PENELOPE C’erano cose strane là fuori?
ODISSEO Mostri. Dio abbia pietà di noi.
PENELOPE Perché?
ODISSEO Perché siamo noi a crearli.
L’Iliade e l’Odissea hanno preso la forma in cui oggi le conosciamo tra il 750 e il 650 a.C. (questa, almeno, la teoria più accreditata) grazie al lavoro di un aedo che la tradizione identifica con il cieco Omero. Gli eventi della guerra di Troia definivano il limite della memoria del popolo greco e le storie che li narravano erano state preservate oralmente da cantori illetterati che le avevano tramandate attraverso i “secoli bui” (circa 1100-800 a.C.) durante i quali, in seguito all’improvvisa scomparsa della civiltà micenea, l’arte della scrittura era andata perduta.
Il tempo in cui la scrittura scenica accade non è quello della storia – che separa tra prima e dopo, tra causa ed effetto – ma quello simultaneo del mito che, come il mare, non ha epoche.

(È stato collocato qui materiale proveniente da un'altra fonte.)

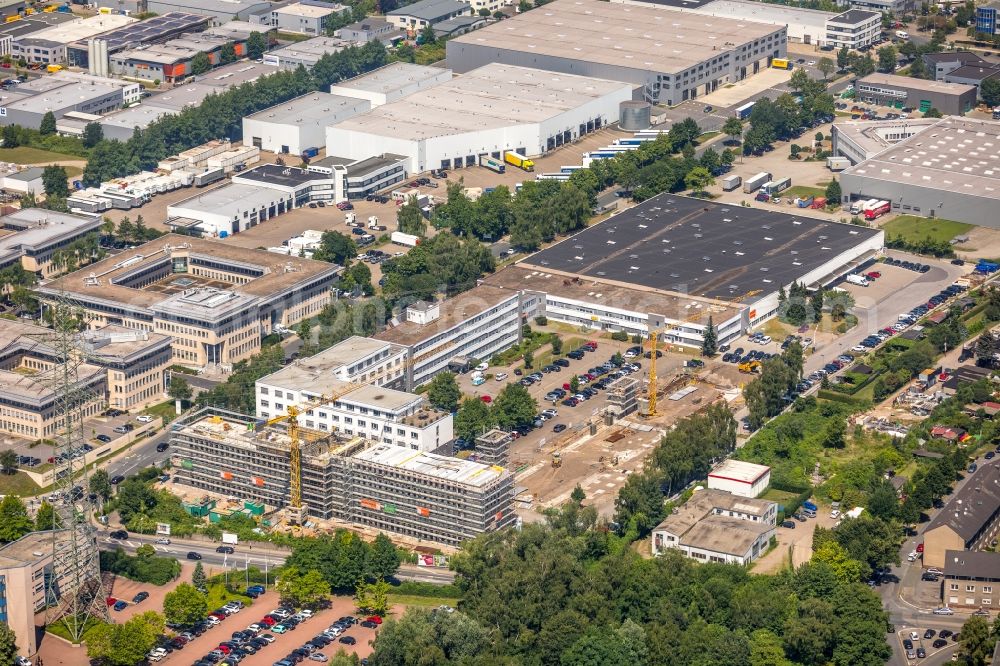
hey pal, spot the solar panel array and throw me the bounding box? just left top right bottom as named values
left=75, top=12, right=208, bottom=50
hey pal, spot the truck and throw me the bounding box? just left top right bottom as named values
left=367, top=216, right=381, bottom=229
left=863, top=200, right=891, bottom=220
left=391, top=231, right=420, bottom=247
left=764, top=177, right=791, bottom=195
left=194, top=167, right=224, bottom=187
left=504, top=150, right=535, bottom=172
left=722, top=174, right=742, bottom=192
left=345, top=212, right=357, bottom=225
left=743, top=171, right=772, bottom=193
left=846, top=274, right=870, bottom=287
left=771, top=57, right=791, bottom=70
left=849, top=198, right=878, bottom=215
left=734, top=101, right=754, bottom=120
left=976, top=260, right=1000, bottom=274
left=479, top=154, right=506, bottom=173
left=827, top=156, right=851, bottom=171
left=795, top=196, right=814, bottom=208
left=809, top=197, right=827, bottom=209
left=301, top=147, right=320, bottom=159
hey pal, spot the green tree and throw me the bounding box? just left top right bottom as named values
left=837, top=46, right=850, bottom=70
left=551, top=336, right=563, bottom=356
left=958, top=615, right=994, bottom=666
left=354, top=577, right=390, bottom=615
left=924, top=107, right=943, bottom=118
left=823, top=417, right=847, bottom=449
left=0, top=495, right=32, bottom=543
left=168, top=375, right=192, bottom=411
left=247, top=31, right=267, bottom=60
left=35, top=500, right=62, bottom=531
left=701, top=316, right=717, bottom=356
left=0, top=449, right=17, bottom=475
left=454, top=397, right=493, bottom=441
left=90, top=468, right=112, bottom=502
left=42, top=164, right=69, bottom=198
left=722, top=116, right=744, bottom=145
left=277, top=566, right=331, bottom=609
left=980, top=78, right=1000, bottom=107
left=877, top=45, right=897, bottom=72
left=850, top=54, right=876, bottom=77
left=220, top=41, right=237, bottom=64
left=813, top=540, right=864, bottom=582
left=569, top=375, right=580, bottom=393
left=192, top=561, right=207, bottom=591
left=163, top=582, right=208, bottom=626
left=191, top=51, right=212, bottom=75
left=908, top=54, right=930, bottom=79
left=82, top=121, right=104, bottom=148
left=87, top=611, right=164, bottom=666
left=818, top=57, right=835, bottom=80
left=523, top=349, right=534, bottom=369
left=419, top=24, right=436, bottom=46
left=397, top=196, right=426, bottom=236
left=684, top=166, right=714, bottom=195
left=368, top=533, right=401, bottom=580
left=570, top=484, right=586, bottom=504
left=313, top=231, right=357, bottom=264
left=825, top=178, right=842, bottom=204
left=426, top=372, right=461, bottom=412
left=493, top=383, right=537, bottom=429
left=39, top=111, right=56, bottom=135
left=0, top=623, right=18, bottom=666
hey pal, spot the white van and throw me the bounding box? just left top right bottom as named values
left=895, top=30, right=909, bottom=39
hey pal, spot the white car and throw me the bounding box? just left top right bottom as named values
left=155, top=537, right=171, bottom=545
left=299, top=609, right=314, bottom=617
left=147, top=650, right=165, bottom=662
left=495, top=372, right=508, bottom=381
left=542, top=409, right=558, bottom=418
left=907, top=551, right=919, bottom=562
left=206, top=616, right=220, bottom=625
left=852, top=345, right=867, bottom=353
left=136, top=415, right=154, bottom=423
left=933, top=607, right=955, bottom=615
left=474, top=362, right=489, bottom=372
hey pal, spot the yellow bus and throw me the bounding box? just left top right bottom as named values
left=771, top=58, right=791, bottom=70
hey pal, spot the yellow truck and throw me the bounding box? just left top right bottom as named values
left=738, top=361, right=762, bottom=374
left=771, top=58, right=791, bottom=70
left=504, top=150, right=534, bottom=172
left=46, top=64, right=62, bottom=73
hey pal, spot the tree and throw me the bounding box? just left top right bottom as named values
left=168, top=375, right=192, bottom=413
left=247, top=31, right=267, bottom=60
left=809, top=289, right=824, bottom=323
left=924, top=107, right=943, bottom=118
left=722, top=116, right=744, bottom=145
left=958, top=615, right=994, bottom=666
left=277, top=566, right=331, bottom=608
left=493, top=383, right=538, bottom=430
left=192, top=561, right=207, bottom=591
left=313, top=231, right=357, bottom=265
left=0, top=623, right=18, bottom=666
left=523, top=349, right=534, bottom=369
left=837, top=46, right=850, bottom=70
left=570, top=484, right=586, bottom=504
left=39, top=111, right=56, bottom=135
left=851, top=54, right=876, bottom=77
left=823, top=417, right=847, bottom=449
left=908, top=55, right=929, bottom=79
left=427, top=372, right=461, bottom=412
left=825, top=178, right=842, bottom=204
left=354, top=577, right=390, bottom=615
left=551, top=336, right=563, bottom=356
left=163, top=582, right=208, bottom=626
left=35, top=500, right=62, bottom=531
left=454, top=397, right=493, bottom=441
left=684, top=166, right=714, bottom=195
left=191, top=51, right=212, bottom=75
left=87, top=611, right=164, bottom=666
left=397, top=196, right=426, bottom=236
left=0, top=495, right=32, bottom=543
left=818, top=57, right=835, bottom=80
left=82, top=121, right=104, bottom=148
left=0, top=449, right=17, bottom=475
left=569, top=375, right=581, bottom=393
left=877, top=45, right=897, bottom=72
left=419, top=24, right=436, bottom=46
left=90, top=468, right=112, bottom=502
left=42, top=164, right=69, bottom=198
left=368, top=533, right=401, bottom=580
left=220, top=41, right=237, bottom=64
left=812, top=540, right=864, bottom=582
left=980, top=78, right=1000, bottom=107
left=701, top=316, right=717, bottom=356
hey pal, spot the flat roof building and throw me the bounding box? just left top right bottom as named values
left=831, top=117, right=939, bottom=164
left=270, top=1, right=349, bottom=35
left=92, top=0, right=270, bottom=25
left=243, top=92, right=371, bottom=155
left=942, top=550, right=1000, bottom=610
left=109, top=32, right=242, bottom=83
left=97, top=103, right=178, bottom=141
left=446, top=0, right=787, bottom=105
left=263, top=35, right=348, bottom=68
left=67, top=12, right=210, bottom=70
left=707, top=460, right=771, bottom=498
left=855, top=72, right=977, bottom=115
left=325, top=62, right=635, bottom=173
left=386, top=0, right=472, bottom=30
left=328, top=62, right=453, bottom=107
left=677, top=0, right=836, bottom=46
left=145, top=61, right=279, bottom=111
left=11, top=13, right=135, bottom=65
left=335, top=17, right=406, bottom=46
left=39, top=235, right=340, bottom=368
left=0, top=71, right=142, bottom=130
left=0, top=208, right=103, bottom=279
left=824, top=9, right=882, bottom=50
left=840, top=117, right=1000, bottom=228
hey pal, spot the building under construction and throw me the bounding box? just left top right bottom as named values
left=170, top=407, right=515, bottom=544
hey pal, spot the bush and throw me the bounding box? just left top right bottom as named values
left=100, top=547, right=180, bottom=585
left=391, top=581, right=463, bottom=598
left=533, top=315, right=548, bottom=326
left=611, top=331, right=630, bottom=342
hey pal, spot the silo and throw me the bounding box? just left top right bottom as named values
left=619, top=101, right=651, bottom=131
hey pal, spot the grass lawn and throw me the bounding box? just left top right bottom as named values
left=0, top=146, right=80, bottom=164
left=205, top=583, right=252, bottom=610
left=143, top=399, right=178, bottom=423
left=784, top=185, right=826, bottom=200
left=697, top=131, right=721, bottom=145
left=882, top=215, right=974, bottom=244
left=761, top=488, right=799, bottom=505
left=46, top=616, right=107, bottom=644
left=0, top=470, right=42, bottom=496
left=387, top=593, right=460, bottom=609
left=64, top=165, right=83, bottom=178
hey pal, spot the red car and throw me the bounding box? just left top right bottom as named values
left=585, top=341, right=598, bottom=350
left=106, top=597, right=116, bottom=606
left=866, top=271, right=881, bottom=279
left=367, top=616, right=383, bottom=625
left=917, top=543, right=924, bottom=553
left=217, top=645, right=231, bottom=655
left=480, top=395, right=492, bottom=404
left=261, top=616, right=277, bottom=626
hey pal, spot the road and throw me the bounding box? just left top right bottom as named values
left=97, top=530, right=456, bottom=584
left=105, top=427, right=173, bottom=480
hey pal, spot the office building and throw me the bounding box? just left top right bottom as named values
left=841, top=0, right=911, bottom=15
left=923, top=51, right=993, bottom=81
left=335, top=18, right=406, bottom=45
left=11, top=13, right=135, bottom=65
left=386, top=0, right=472, bottom=31
left=707, top=460, right=771, bottom=498
left=325, top=63, right=634, bottom=173
left=0, top=11, right=75, bottom=58
left=109, top=31, right=247, bottom=83
left=263, top=35, right=347, bottom=68
left=270, top=1, right=349, bottom=35
left=651, top=489, right=777, bottom=565
left=830, top=117, right=938, bottom=164
left=976, top=0, right=1000, bottom=36
left=243, top=92, right=371, bottom=155
left=38, top=235, right=340, bottom=368
left=922, top=460, right=1000, bottom=568
left=328, top=62, right=452, bottom=107
left=446, top=0, right=786, bottom=105
left=0, top=71, right=141, bottom=130
left=942, top=550, right=1000, bottom=610
left=0, top=208, right=103, bottom=280
left=824, top=9, right=881, bottom=49
left=93, top=0, right=271, bottom=25
left=840, top=117, right=1000, bottom=228
left=855, top=72, right=977, bottom=115
left=307, top=153, right=408, bottom=200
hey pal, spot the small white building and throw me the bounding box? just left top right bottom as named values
left=242, top=92, right=371, bottom=155
left=691, top=0, right=833, bottom=46
left=824, top=9, right=882, bottom=51
left=707, top=460, right=771, bottom=498
left=270, top=2, right=349, bottom=35
left=329, top=62, right=453, bottom=108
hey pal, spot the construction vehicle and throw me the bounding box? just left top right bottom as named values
left=552, top=452, right=562, bottom=468
left=738, top=360, right=762, bottom=374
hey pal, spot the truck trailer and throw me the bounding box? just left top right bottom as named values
left=743, top=172, right=772, bottom=193
left=390, top=231, right=420, bottom=247
left=479, top=154, right=506, bottom=173
left=504, top=151, right=535, bottom=172
left=863, top=200, right=891, bottom=220
left=763, top=177, right=791, bottom=195
left=722, top=174, right=742, bottom=192
left=734, top=101, right=754, bottom=120
left=194, top=167, right=225, bottom=187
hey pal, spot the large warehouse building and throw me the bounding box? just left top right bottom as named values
left=839, top=117, right=1000, bottom=228
left=243, top=92, right=371, bottom=155
left=445, top=0, right=786, bottom=105
left=325, top=62, right=635, bottom=173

Nel viaggio di Odisseo, ogni approdo cela un pericolo, un mostro pronto a ucciderlo o una ninfa pronta a fargli scordare la sua Itaca.
Per gli antichi greci, soltanto lo stesso agisce sullo stesso, così Odisseo, per far fronte a questi continui mutamenti, è costretto a mutare in continuazione, a reinventare la propria identità. Alla fine, Odisseo troverà la via di casa proprio perché, grazie alla sua capacità di trasformarsi, saprà assecondare gli imprevisti e in base a questi ridisegnare la sua rotta.

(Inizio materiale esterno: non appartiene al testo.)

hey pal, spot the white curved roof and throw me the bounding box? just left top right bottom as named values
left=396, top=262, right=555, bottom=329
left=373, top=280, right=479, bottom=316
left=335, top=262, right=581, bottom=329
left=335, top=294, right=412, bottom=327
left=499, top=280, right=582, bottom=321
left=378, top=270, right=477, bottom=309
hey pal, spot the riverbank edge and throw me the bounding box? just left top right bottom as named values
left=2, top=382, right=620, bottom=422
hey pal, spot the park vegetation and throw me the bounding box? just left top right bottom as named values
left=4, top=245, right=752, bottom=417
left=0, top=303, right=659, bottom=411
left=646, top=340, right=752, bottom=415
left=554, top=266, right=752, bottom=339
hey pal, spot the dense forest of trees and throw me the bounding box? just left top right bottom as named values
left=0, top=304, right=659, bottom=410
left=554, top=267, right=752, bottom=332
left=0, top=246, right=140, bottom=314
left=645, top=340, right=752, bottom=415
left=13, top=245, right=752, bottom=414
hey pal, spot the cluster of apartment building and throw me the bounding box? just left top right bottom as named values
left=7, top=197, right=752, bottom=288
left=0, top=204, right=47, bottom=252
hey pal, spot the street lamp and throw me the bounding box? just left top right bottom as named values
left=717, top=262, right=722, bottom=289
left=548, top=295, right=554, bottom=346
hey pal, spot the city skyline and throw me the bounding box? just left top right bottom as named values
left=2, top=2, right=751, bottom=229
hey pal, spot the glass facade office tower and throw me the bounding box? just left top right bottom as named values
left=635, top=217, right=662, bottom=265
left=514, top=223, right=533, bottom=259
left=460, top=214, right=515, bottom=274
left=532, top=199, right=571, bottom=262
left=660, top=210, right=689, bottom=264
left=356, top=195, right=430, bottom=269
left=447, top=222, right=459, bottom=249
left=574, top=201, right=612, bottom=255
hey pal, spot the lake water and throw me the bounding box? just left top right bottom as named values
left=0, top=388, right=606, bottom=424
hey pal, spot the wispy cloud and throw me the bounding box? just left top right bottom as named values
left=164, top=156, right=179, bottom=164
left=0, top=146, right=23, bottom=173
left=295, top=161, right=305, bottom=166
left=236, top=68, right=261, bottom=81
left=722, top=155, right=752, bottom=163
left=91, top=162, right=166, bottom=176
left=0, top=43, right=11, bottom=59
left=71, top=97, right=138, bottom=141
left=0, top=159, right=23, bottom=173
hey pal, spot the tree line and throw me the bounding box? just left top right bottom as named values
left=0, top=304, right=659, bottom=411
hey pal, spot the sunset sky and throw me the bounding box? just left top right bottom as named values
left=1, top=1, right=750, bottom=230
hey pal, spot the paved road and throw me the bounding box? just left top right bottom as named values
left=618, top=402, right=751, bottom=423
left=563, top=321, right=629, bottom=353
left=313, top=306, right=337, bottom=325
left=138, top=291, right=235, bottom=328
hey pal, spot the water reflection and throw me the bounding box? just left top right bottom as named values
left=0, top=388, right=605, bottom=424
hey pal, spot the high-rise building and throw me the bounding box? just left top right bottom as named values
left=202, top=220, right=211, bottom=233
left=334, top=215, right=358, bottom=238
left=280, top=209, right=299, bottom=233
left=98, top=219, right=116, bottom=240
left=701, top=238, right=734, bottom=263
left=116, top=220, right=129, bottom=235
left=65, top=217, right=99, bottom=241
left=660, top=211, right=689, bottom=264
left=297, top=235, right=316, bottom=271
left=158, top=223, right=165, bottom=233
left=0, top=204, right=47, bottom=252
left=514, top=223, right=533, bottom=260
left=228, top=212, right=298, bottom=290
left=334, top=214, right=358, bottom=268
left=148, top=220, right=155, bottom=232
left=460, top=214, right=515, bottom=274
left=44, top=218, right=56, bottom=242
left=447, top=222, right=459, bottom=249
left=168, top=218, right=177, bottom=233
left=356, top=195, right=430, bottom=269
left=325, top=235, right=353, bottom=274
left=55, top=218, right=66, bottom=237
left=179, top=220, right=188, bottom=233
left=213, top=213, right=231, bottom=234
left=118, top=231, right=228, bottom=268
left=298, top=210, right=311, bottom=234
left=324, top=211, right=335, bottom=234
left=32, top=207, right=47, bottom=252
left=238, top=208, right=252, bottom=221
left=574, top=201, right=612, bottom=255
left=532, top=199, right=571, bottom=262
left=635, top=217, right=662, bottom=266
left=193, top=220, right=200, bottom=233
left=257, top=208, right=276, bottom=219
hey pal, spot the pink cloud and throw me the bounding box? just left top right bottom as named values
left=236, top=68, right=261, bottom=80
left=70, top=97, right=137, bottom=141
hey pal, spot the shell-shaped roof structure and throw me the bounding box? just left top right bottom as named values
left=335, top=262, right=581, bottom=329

Odisseo durante il viaggio tiene sempre Itaca a mente, non dimentica il ritorno. Ma per lui, il vero pericolo non è essere ucciso, bensì perdere la propria umanità. Che significa per Odisseo essere uomo?

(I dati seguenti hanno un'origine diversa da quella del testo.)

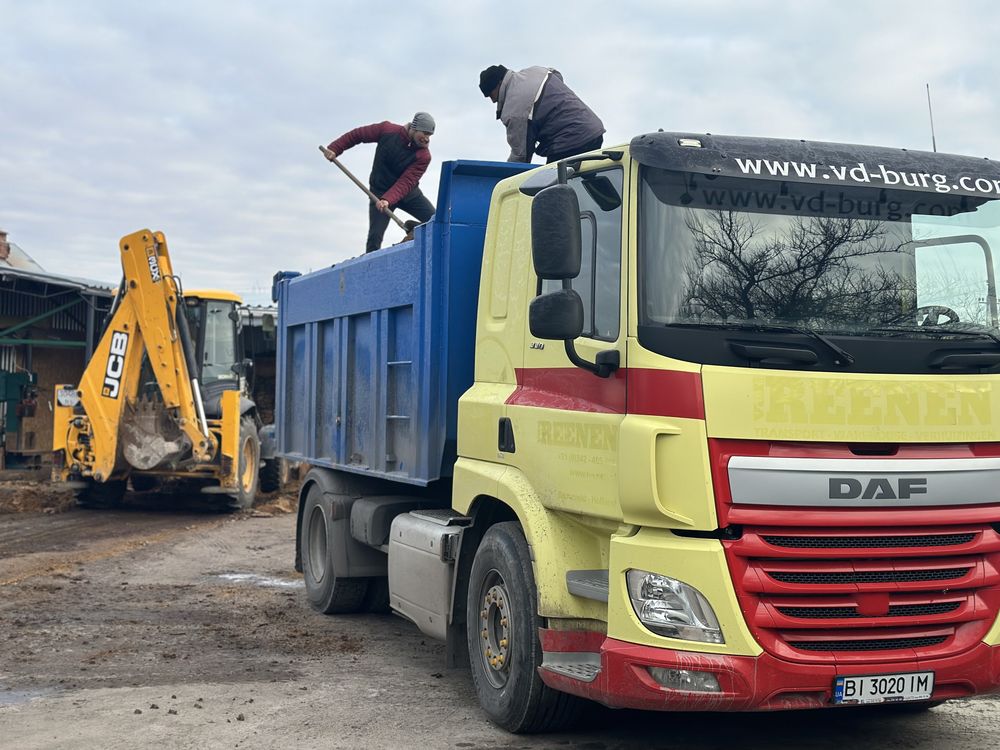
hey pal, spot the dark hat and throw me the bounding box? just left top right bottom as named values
left=479, top=65, right=508, bottom=97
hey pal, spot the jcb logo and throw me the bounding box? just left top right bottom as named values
left=829, top=477, right=928, bottom=501
left=147, top=249, right=162, bottom=282
left=102, top=331, right=129, bottom=398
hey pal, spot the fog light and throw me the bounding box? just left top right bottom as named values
left=648, top=667, right=721, bottom=693
left=626, top=569, right=724, bottom=643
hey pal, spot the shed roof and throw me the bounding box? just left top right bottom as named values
left=1, top=241, right=114, bottom=296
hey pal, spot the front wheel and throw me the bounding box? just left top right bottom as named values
left=299, top=482, right=369, bottom=613
left=465, top=522, right=583, bottom=733
left=231, top=416, right=260, bottom=510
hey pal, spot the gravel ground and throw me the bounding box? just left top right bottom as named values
left=1, top=483, right=998, bottom=749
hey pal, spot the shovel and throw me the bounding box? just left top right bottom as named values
left=318, top=145, right=407, bottom=230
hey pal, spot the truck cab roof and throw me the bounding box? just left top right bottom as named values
left=630, top=131, right=1000, bottom=198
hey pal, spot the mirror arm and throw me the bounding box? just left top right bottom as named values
left=563, top=150, right=624, bottom=170
left=564, top=341, right=620, bottom=378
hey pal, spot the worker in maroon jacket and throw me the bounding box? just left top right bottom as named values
left=325, top=112, right=436, bottom=252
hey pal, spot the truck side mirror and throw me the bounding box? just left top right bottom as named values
left=531, top=185, right=581, bottom=280
left=529, top=289, right=584, bottom=340
left=528, top=182, right=619, bottom=380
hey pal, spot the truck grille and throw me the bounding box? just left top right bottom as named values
left=777, top=601, right=961, bottom=619
left=725, top=524, right=1000, bottom=663
left=769, top=568, right=970, bottom=584
left=787, top=636, right=948, bottom=652
left=762, top=533, right=976, bottom=549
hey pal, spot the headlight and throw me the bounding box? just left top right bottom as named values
left=626, top=569, right=724, bottom=644
left=56, top=387, right=80, bottom=408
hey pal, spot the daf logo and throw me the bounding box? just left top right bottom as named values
left=829, top=477, right=928, bottom=501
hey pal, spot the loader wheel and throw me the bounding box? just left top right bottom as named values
left=300, top=482, right=369, bottom=613
left=258, top=457, right=283, bottom=493
left=231, top=416, right=260, bottom=510
left=76, top=479, right=127, bottom=509
left=466, top=522, right=584, bottom=733
left=130, top=474, right=159, bottom=492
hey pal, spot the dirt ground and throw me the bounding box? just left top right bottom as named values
left=1, top=478, right=999, bottom=750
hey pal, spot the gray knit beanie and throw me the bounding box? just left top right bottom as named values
left=410, top=112, right=436, bottom=134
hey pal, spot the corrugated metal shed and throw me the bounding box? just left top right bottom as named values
left=1, top=235, right=114, bottom=469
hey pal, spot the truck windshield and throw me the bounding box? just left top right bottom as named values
left=639, top=168, right=1000, bottom=343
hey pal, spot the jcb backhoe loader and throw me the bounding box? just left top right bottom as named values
left=52, top=229, right=262, bottom=509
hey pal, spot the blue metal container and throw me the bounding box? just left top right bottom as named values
left=274, top=160, right=532, bottom=485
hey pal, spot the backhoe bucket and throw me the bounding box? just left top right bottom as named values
left=120, top=398, right=192, bottom=470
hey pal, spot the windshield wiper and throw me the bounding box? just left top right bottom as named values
left=866, top=324, right=1000, bottom=348
left=666, top=321, right=855, bottom=366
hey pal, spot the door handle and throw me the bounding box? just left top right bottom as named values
left=498, top=417, right=516, bottom=453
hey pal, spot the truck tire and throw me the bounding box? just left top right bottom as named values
left=231, top=416, right=260, bottom=510
left=362, top=576, right=391, bottom=613
left=76, top=479, right=127, bottom=509
left=300, top=482, right=369, bottom=613
left=466, top=521, right=583, bottom=733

Nel suo ruolo di “primo eroe scettico della letteratura” Odisseo mette in discussione l’operato degli dei, se ne lamenta, ma non arriva mai a dire che questi non esistono. Ci convive. Fugge dai “mostri” ma è lui stesso a cercarli, spinto dalla volontà di conoscere tutti i limiti dell’umano e del disumano.
L’adattamento assume come modello la struttura del dramma elisabettiano che dà la possibilità, nella messa in opera, di giocare con accorgimenti scenici, evocativi e metaforici, che coinvolgono lo spettatore in una visione spettacolare ed emozionante sempre in bilico tra passato e presente, immaginazione e realtà.